Великое дао перестало объединять людей, и природа их пришла в расстройство. Поднебесная пристрастилась к знаниям, и в народе начался разброд. Тогда-то принялись наводить порядок топором и пилой, казнить по угломеру и отвесу, выносить приговор долотом и шилом. Поднебесная была ввергнута в страшную смуту, преступление поселилось в людских сердцах. Оттого достойные мужи скрылись под кручами гор, а государи, владевшие десятью тысячами колесниц, дрожали от страха в храмах предков. Ныне казненные валяются друг на друге, закованные в колодки упираются друг в друга, приговоренные к казни стоят друг против друга. А между колодниками ходят на цыпочках, разводя руками, последователи Конфуция и Мо Ди – куда уж дальше! Вот предел тупости и бесстыдства!
Эта филиппика находится в группе текстов, созданных, по всей видимости, позже Чжуан-цзы. Обличительный пыл ее составителей сообщает о душевной дисгармонии, не свойственной философу из Сун. Но они наследуют его пафос: разоблачение культуры и социума как продуктов насилия человека над самим собой. Позиция, порожденная эпохой классового общества и обострением общественных противоречий в тот кризисный период китайской истории. Корень зла для Чжуан-цзы и его учеников – утрата «всеединства в великой полноте» бытия, появление «законченного субъекта», что не могло не сопровождаться насильственным выталкиванием части прежнего мира человека за пределы его сознания и воровством, т. е. частным присвоением того, что принадлежит всем. Воруют, по Чжуан-цзы, все, кто претендует на привилегии для себя, и пуще всех сам правитель – тот, кто сумел украсть целое царство. Но насилие по отношению к другим существам – не более чем продолжение насилия над собой. Не создает ли в таком случае жизнь «неистового безумца», способного своими выходками навлечь на себя всеобщее раздражение и даже ненависть, образ насилия, формирующего общество, но скрываемого этим обществом? Кривляясь и провоцируя собственную гибель, шут помимо прочего являет обществу зрелище маскируемой им агрессии. Его поведение и его трагическая судьба – как безмолвный укор каждому, на который никто не может ответить.

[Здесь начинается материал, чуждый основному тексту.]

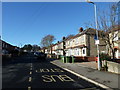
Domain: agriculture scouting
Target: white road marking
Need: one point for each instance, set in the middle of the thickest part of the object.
(85, 78)
(30, 72)
(30, 68)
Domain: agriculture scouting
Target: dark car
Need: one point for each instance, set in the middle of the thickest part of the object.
(40, 55)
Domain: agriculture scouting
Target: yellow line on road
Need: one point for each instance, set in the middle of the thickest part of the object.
(36, 71)
(30, 72)
(30, 68)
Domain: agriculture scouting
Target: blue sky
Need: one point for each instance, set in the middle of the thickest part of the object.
(28, 22)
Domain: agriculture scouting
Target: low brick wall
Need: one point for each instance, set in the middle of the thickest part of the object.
(113, 67)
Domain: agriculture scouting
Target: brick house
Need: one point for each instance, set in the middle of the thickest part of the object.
(116, 33)
(6, 47)
(83, 45)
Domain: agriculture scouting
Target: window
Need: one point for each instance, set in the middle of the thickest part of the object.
(83, 51)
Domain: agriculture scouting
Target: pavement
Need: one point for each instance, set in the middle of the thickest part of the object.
(89, 72)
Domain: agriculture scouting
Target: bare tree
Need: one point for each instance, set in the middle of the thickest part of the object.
(47, 40)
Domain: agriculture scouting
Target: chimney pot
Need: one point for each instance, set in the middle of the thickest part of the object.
(81, 29)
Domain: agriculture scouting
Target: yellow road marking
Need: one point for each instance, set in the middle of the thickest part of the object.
(29, 88)
(30, 72)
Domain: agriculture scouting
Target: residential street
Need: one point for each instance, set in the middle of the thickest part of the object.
(29, 73)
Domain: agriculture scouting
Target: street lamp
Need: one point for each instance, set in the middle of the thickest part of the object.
(97, 41)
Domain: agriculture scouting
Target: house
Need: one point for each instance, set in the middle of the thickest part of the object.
(115, 34)
(83, 45)
(6, 47)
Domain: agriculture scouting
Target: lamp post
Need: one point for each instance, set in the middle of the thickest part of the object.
(97, 41)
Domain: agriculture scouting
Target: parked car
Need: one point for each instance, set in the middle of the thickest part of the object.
(40, 55)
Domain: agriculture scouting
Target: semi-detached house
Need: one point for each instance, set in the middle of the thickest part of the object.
(83, 45)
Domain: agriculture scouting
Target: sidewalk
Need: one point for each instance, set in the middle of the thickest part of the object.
(88, 71)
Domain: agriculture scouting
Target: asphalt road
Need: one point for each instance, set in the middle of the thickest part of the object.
(30, 74)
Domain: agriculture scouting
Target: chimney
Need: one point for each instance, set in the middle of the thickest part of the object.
(63, 38)
(80, 30)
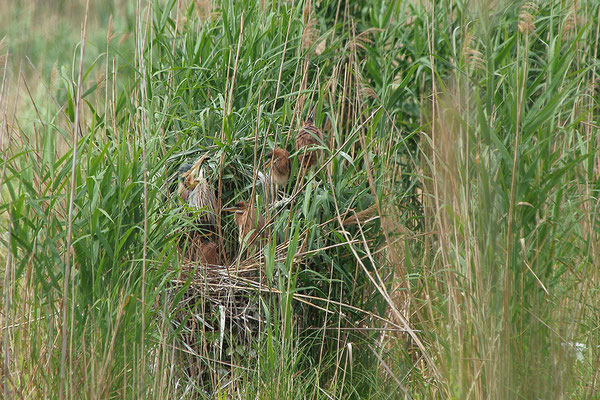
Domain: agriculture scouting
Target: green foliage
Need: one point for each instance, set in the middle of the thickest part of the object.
(461, 136)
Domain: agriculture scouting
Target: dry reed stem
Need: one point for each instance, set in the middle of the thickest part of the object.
(68, 253)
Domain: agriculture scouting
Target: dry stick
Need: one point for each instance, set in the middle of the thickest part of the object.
(389, 371)
(63, 355)
(220, 181)
(144, 126)
(7, 298)
(60, 108)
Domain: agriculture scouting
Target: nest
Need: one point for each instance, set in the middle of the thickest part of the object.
(215, 312)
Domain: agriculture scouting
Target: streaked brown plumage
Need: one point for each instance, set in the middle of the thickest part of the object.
(206, 253)
(195, 190)
(247, 220)
(309, 136)
(279, 161)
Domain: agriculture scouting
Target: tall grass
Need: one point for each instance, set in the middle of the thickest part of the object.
(445, 246)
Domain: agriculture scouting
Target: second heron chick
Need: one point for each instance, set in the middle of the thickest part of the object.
(195, 189)
(279, 161)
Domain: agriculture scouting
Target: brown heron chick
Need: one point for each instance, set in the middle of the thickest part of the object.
(309, 136)
(195, 190)
(279, 161)
(247, 220)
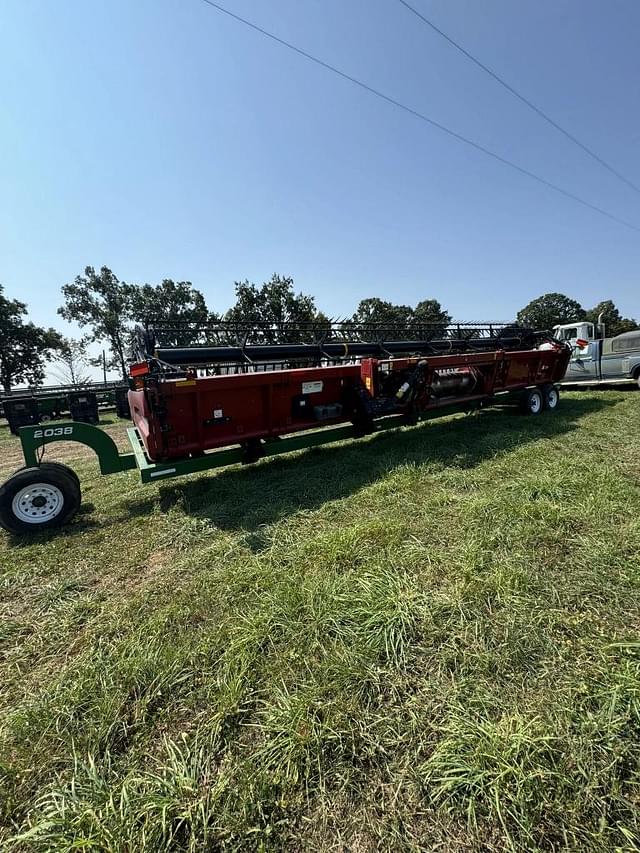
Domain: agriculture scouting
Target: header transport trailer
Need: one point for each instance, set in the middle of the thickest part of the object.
(185, 423)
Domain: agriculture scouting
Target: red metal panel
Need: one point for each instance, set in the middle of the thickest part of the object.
(178, 417)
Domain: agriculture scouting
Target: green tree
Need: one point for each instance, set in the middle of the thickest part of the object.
(276, 310)
(550, 310)
(430, 313)
(382, 313)
(614, 323)
(24, 347)
(71, 362)
(176, 306)
(103, 303)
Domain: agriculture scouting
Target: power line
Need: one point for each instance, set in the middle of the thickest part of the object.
(520, 97)
(420, 115)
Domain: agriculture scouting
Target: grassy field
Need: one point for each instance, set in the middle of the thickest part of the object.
(426, 640)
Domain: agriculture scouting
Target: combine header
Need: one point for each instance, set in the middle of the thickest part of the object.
(223, 394)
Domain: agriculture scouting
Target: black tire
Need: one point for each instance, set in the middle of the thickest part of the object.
(39, 498)
(532, 402)
(551, 397)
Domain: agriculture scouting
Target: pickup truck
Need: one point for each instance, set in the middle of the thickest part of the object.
(596, 359)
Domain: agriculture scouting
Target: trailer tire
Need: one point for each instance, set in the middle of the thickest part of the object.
(532, 402)
(551, 398)
(39, 498)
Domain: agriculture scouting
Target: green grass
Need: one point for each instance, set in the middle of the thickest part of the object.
(425, 640)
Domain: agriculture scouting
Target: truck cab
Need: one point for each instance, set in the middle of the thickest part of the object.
(569, 333)
(596, 359)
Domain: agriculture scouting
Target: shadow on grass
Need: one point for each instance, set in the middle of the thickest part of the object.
(245, 499)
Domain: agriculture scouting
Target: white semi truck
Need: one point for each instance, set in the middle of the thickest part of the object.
(597, 359)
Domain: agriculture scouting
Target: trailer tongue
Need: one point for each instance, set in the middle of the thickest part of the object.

Черты трагического безумства легко различить в «сумасшествии по Цюй Юаню» – вариации традиционного для элитарной культуры Китая мотива столкновения; праведного мужа с «пошлым светом». Среди ученых верхов общества людей типа Цюй Юаня было принята считать подвижниками и мучениками добродетели, даже если под морализаторской оболочкой скрывались древние темы ритуального соперничества и искупительной жертвы. В фольклоре, однако, сохранялась традиция «священного безумия», восходившая к архаическому мотиву мистериальной инициации, экстатического общения с божествами. Последнее, заметим, было ближе самому Цюй Юаню.
Наследие мифологий еще памятно Чжуан-цзы. Но даосский философ подвергает критической рефлексии маскируемый культурными традициями опыт. В рассказе о четырех друзьях «заболевшего» Цзыюя расспрашивают, не страшится ли он работы неведомого переплавщика. Вопрос повторяется не единожды в сюжетах такого рода. И не зря. Гротеск ровно столько же смешон, сколько и страшен. Гротеск же Чжуан-цзы – это не просто детский страх деформированных образов. В нем живет «большой страх» безликого Хаоса, страх вселенской пустоты, который при всех его космических масштабах сообщает о текучем, временном характере человеческого существования. Делая объектом узрения сам источник страха, Чжуан-цзы освобождается от него. Герои даосского писателя не страшатся бездны перемен именно потому, что постигли ее. Речь идет не о замене страха уверенностью, но о подвижном равновесии страха и первичного до-вервия: чем сильнее страх, тем тверже доверие, чем глубже сон, тем несомненнее пробуждение.